Le scientifique a été évacué vers un hôpital voisin, où sa mort a été prononcée. Sa femme semble également avoir été tuée dans l’attaque, selon les médias iraniens.
Des photos et des vidéos diffusées en ligne ont montré une berline avec des impacts de balles sur le pare-brise et la vitre arrière, du sang répandu sur l’asphalte et des débris éparpillés sur une partie de la route.

Jusqu’à présent, les informations en provenance d’Iran indiquaient qu’une explosion s’était d’abord produite, forçant la voiture de Fakhrizadeh à s’arrêter, et que des agents armés avaient alors ouvert le feu sur lui et son équipe de sécurité, avant de s’enfuir.
Selon Fars, les autorités iraniennes ont retrouvé le propriétaire de la Nissan, qui a quitté le pays le 29 octobre. L’agence n’a pas mentionné son nom.
Un certain nombre d’analystes de la défense ont émis des doutes sur les informations de Fars, notant que les photographies de la scène montraient des tirs qui semblaient précis et dirigés vers la voiture de Fakhrizadeh, ce qu’une arme automatique télécommandée ne produirait probablement pas et qui correspond mieux aux descriptions initiales à propos d’agents armés et entraînés menant le raid.
D’autres organes de presse ont également publié des récits contradictoires du meurtre, notamment des allégations selon lesquelles des dizaines d’agents israéliens étaient impliqués.
Juste après l’enterrement de Mohsen Fakhrizadeh, la chaîne de télévision publique anglophone Press TV a rapporté que, selon des « sources informées », une arme retrouvée sur les lieux de l’attaque portait « le logo et les spécifications de l’industrie militaire israélienne ». Aucune image de l’arme présumée n’a été publiée.
En outre, un reportage publié sur le site d’information en langue arabe Al Alam, qui est géré par la société de médias publique Islamic Republic of Iran Broadcasting, affirme qu’il y avait des preuves de l’implication d’Israël dans le meurtre. Le reportage, qui a été attribué à une seule source anonyme, n’en fournit aucune.
Le scientifique iranien a été victime d’une « opération complexe » menée selon « un style et une méthode complètement nouveaux », a déclaré lundi un haut responsable iranien mettant en cause un groupe d’opposition en exil et Israël.
« C’était une opération complexe ayant utilisé du matériel électronique (…) », a déclaré l’amiral Ali Shamkhani, secrétaire du Conseil suprême de la sécurité nationale. Les Moudjahidin du Peuple (MEK) « ont forcément dû être impliqués », mais « l’élément criminel dans tout cela est le régime sioniste et le Mossad », les services secrets israéliens.
Ali Shamkhani, le secrétaire du Conseil suprême de sécurité nationale du pays, a indiqué séparément à la télévision d’État que les ennemis de l’Iran avaient lancé « un certain nombre d’opérations ratées » contre Fakhrizadeh dans le passé.
Le groupe d’exilés iraniens MEK n’a pas répondu immédiatement à une demande de commentaires.

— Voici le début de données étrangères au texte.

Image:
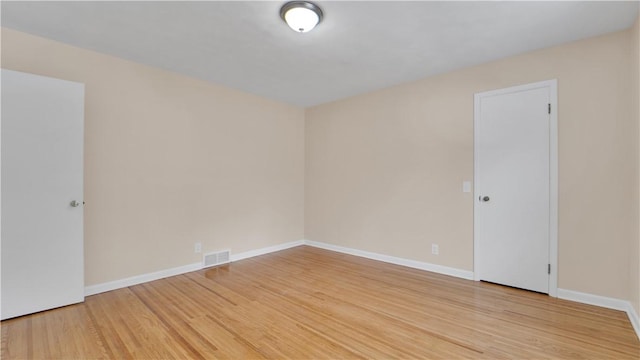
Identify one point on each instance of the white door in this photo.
(515, 186)
(42, 233)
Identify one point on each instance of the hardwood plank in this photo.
(308, 303)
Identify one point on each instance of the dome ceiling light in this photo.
(301, 16)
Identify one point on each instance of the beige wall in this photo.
(170, 160)
(634, 253)
(384, 170)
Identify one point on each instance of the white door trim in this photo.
(552, 85)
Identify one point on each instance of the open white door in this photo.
(515, 212)
(42, 190)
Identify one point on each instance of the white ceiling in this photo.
(359, 47)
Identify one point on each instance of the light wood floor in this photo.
(307, 303)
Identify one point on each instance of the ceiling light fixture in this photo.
(301, 16)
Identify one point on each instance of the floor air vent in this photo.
(217, 258)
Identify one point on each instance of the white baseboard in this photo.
(263, 251)
(603, 301)
(635, 319)
(445, 270)
(585, 298)
(139, 279)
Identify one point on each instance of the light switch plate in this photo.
(466, 186)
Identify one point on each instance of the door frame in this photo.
(552, 85)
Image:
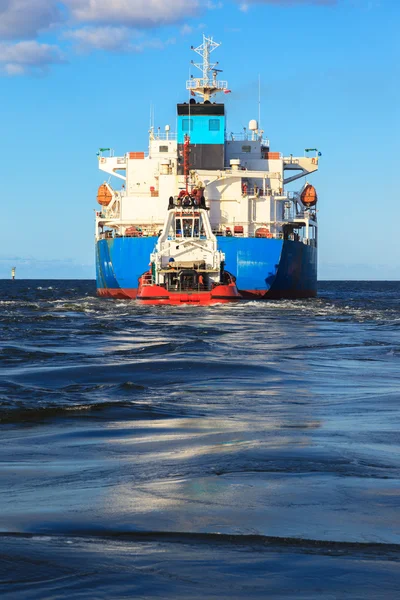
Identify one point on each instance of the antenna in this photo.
(206, 85)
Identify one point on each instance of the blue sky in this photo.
(79, 74)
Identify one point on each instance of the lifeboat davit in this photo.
(309, 196)
(104, 195)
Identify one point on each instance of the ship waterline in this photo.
(266, 236)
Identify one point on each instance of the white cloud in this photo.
(133, 13)
(113, 39)
(26, 18)
(101, 38)
(186, 29)
(245, 6)
(28, 57)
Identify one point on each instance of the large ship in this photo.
(267, 235)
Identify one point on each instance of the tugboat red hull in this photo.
(156, 294)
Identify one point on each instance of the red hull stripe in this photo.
(131, 293)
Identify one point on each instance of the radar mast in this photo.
(207, 85)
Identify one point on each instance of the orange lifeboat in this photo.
(104, 196)
(309, 196)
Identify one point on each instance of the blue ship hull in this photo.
(264, 268)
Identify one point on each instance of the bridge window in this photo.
(214, 125)
(187, 124)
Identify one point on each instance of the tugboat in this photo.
(186, 266)
(267, 234)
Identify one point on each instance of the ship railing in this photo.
(157, 135)
(182, 287)
(246, 137)
(200, 82)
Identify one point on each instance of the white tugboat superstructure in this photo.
(243, 183)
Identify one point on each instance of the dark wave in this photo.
(268, 543)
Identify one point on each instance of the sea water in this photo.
(249, 450)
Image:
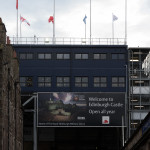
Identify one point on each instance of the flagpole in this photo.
(85, 31)
(90, 22)
(54, 25)
(126, 22)
(112, 29)
(20, 29)
(17, 23)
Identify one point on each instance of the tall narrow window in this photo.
(44, 81)
(81, 81)
(118, 81)
(26, 81)
(63, 56)
(44, 56)
(63, 81)
(100, 82)
(118, 56)
(81, 56)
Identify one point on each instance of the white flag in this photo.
(115, 18)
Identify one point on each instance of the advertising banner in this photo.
(80, 109)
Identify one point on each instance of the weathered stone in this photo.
(10, 112)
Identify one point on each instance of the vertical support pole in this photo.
(125, 22)
(54, 25)
(34, 127)
(122, 131)
(90, 22)
(112, 29)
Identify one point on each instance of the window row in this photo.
(78, 56)
(79, 81)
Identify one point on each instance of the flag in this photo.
(115, 18)
(84, 20)
(51, 19)
(16, 4)
(24, 20)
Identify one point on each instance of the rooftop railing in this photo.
(67, 41)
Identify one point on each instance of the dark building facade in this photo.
(72, 68)
(11, 121)
(139, 100)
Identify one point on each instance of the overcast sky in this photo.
(69, 19)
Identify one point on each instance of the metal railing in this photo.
(67, 41)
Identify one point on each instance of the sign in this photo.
(80, 109)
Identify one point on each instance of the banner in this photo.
(80, 109)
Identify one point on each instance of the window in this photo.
(25, 81)
(100, 56)
(81, 81)
(118, 81)
(63, 56)
(44, 56)
(81, 56)
(44, 81)
(25, 56)
(100, 82)
(63, 81)
(118, 56)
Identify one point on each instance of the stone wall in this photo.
(11, 121)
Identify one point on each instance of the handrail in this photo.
(67, 41)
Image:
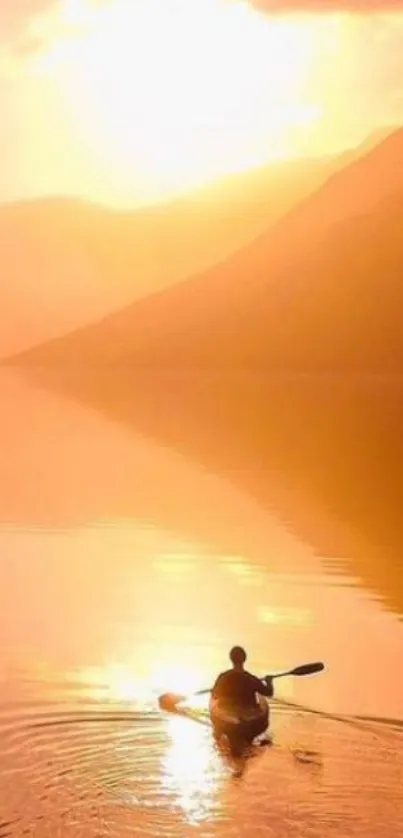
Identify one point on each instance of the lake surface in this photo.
(128, 567)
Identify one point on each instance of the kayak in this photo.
(239, 727)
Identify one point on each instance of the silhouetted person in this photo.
(238, 688)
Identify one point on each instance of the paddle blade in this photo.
(308, 669)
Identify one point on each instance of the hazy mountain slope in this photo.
(65, 263)
(321, 290)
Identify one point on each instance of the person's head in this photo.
(237, 656)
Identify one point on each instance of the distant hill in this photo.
(66, 263)
(322, 289)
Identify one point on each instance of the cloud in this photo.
(15, 15)
(326, 6)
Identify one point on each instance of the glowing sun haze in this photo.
(140, 99)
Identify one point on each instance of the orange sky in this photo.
(129, 101)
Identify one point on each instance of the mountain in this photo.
(66, 262)
(320, 290)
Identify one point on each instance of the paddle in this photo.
(169, 700)
(305, 669)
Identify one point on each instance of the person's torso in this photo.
(236, 689)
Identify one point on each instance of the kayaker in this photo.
(238, 688)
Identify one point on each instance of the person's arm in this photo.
(265, 687)
(216, 688)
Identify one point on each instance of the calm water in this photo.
(127, 568)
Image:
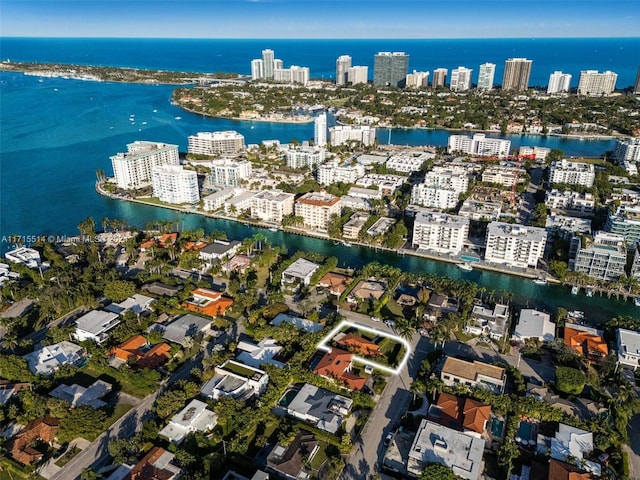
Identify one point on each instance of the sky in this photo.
(320, 18)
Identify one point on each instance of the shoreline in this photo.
(531, 275)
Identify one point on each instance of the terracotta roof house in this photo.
(136, 350)
(587, 341)
(362, 345)
(43, 429)
(209, 302)
(463, 414)
(564, 471)
(337, 364)
(335, 282)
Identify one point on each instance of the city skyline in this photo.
(318, 19)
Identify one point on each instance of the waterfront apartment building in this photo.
(480, 145)
(304, 157)
(133, 169)
(485, 76)
(173, 184)
(516, 74)
(515, 245)
(343, 64)
(417, 79)
(439, 77)
(572, 173)
(228, 142)
(604, 258)
(559, 82)
(390, 69)
(358, 74)
(627, 150)
(272, 205)
(341, 134)
(625, 221)
(460, 79)
(320, 130)
(333, 172)
(594, 83)
(440, 232)
(317, 208)
(229, 173)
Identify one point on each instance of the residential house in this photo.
(290, 461)
(195, 417)
(587, 341)
(95, 326)
(628, 345)
(46, 360)
(533, 324)
(473, 374)
(336, 364)
(39, 430)
(319, 407)
(435, 443)
(233, 379)
(300, 272)
(208, 302)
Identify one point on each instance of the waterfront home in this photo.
(319, 407)
(336, 364)
(236, 380)
(435, 443)
(473, 374)
(95, 326)
(533, 324)
(195, 417)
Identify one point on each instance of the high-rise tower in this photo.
(516, 74)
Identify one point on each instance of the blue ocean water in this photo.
(231, 55)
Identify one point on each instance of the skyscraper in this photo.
(516, 74)
(268, 60)
(343, 64)
(390, 69)
(559, 82)
(439, 77)
(320, 130)
(593, 82)
(460, 79)
(485, 76)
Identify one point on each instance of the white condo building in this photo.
(316, 209)
(173, 184)
(133, 169)
(358, 74)
(320, 130)
(229, 173)
(272, 205)
(304, 157)
(227, 142)
(627, 150)
(343, 64)
(593, 82)
(559, 82)
(417, 79)
(572, 173)
(485, 76)
(515, 245)
(333, 172)
(479, 145)
(342, 134)
(440, 232)
(460, 79)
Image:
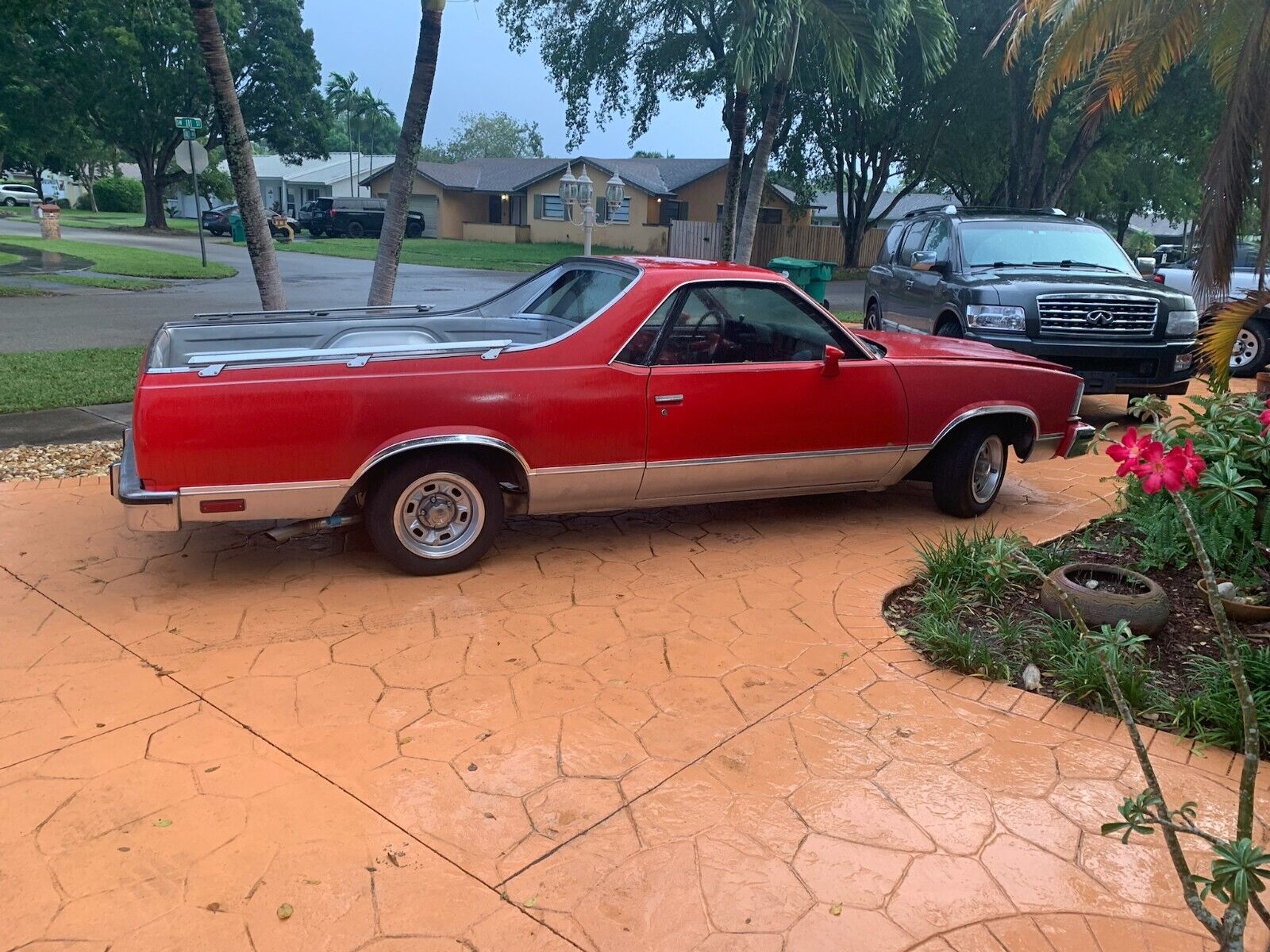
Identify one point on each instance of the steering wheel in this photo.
(702, 344)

Le meurtre très médiatisé de Fakhrizadeh a été largement condamné par Téhéran, qui a explicitement accusé Israël d’être responsable de l’attaque et a menacé de se venger. Les Nations unies et l’Union européenne ont critiqué l’opération – sans nommer Israël – en disant qu’elle avait attisé les tensions dans la région. Certains Démocrates américains se sont également prononcés contre cette attaque, affirmant qu’elle semblait être une tentative d’entraver les efforts du président américain élu Joe Biden pour rejoindre l’accord nucléaire de 2015, une démarche à laquelle Jérusalem s’oppose farouchement, tout comme plusieurs États arabes sunnites.
Une source de renseignement occidentale non nommée a expliqué à la Douzième chaîne que le meurtre du physicien nucléaire, décrit dans le passé comme le « père » du projet iranien de développement d’armes nucléaires, était le « paroxysme » des projets à long terme d’Israël. Téhéran nie officiellement son intention de développer des armes atomiques et maintient que son programme nucléaire est destiné à des fins civiles, bien qu’une série de documents iraniens volés à Téhéran par le Mossad, qui ont été révélés par le Premier ministre Benjamin Netanyahu en 2018, montrent que l’Iran envisage d’attacher une tête nucléaire à un missile balistique.
Alors qu’Israël est resté officiellement muet sur le meurtre de Fakhrizadeh et son rôle présumé dans cette affaire, un ministre a publiquement salué les résultats de l’opération.

« L’assassinat en Iran, qui que soit son auteur, sert non seulement Israël, mais aussi toute la région et le monde », a réagi dimanche le ministre de l’Énergie Yuval Steinitz au micro de la chaîne publique Kan.
Fakhrizadeh a été identifié par Netanyahu en 2018 comme le directeur du projet d’armes nucléaires de l’Iran.
Netanyahu avait déclaré, alors qu’Israël avait subtilisé de vastes archives de documents iraniens détaillant le programme d’armement nucléaire de l’Iran : « Souvenez-vous de ce nom, Fakhrizadeh. »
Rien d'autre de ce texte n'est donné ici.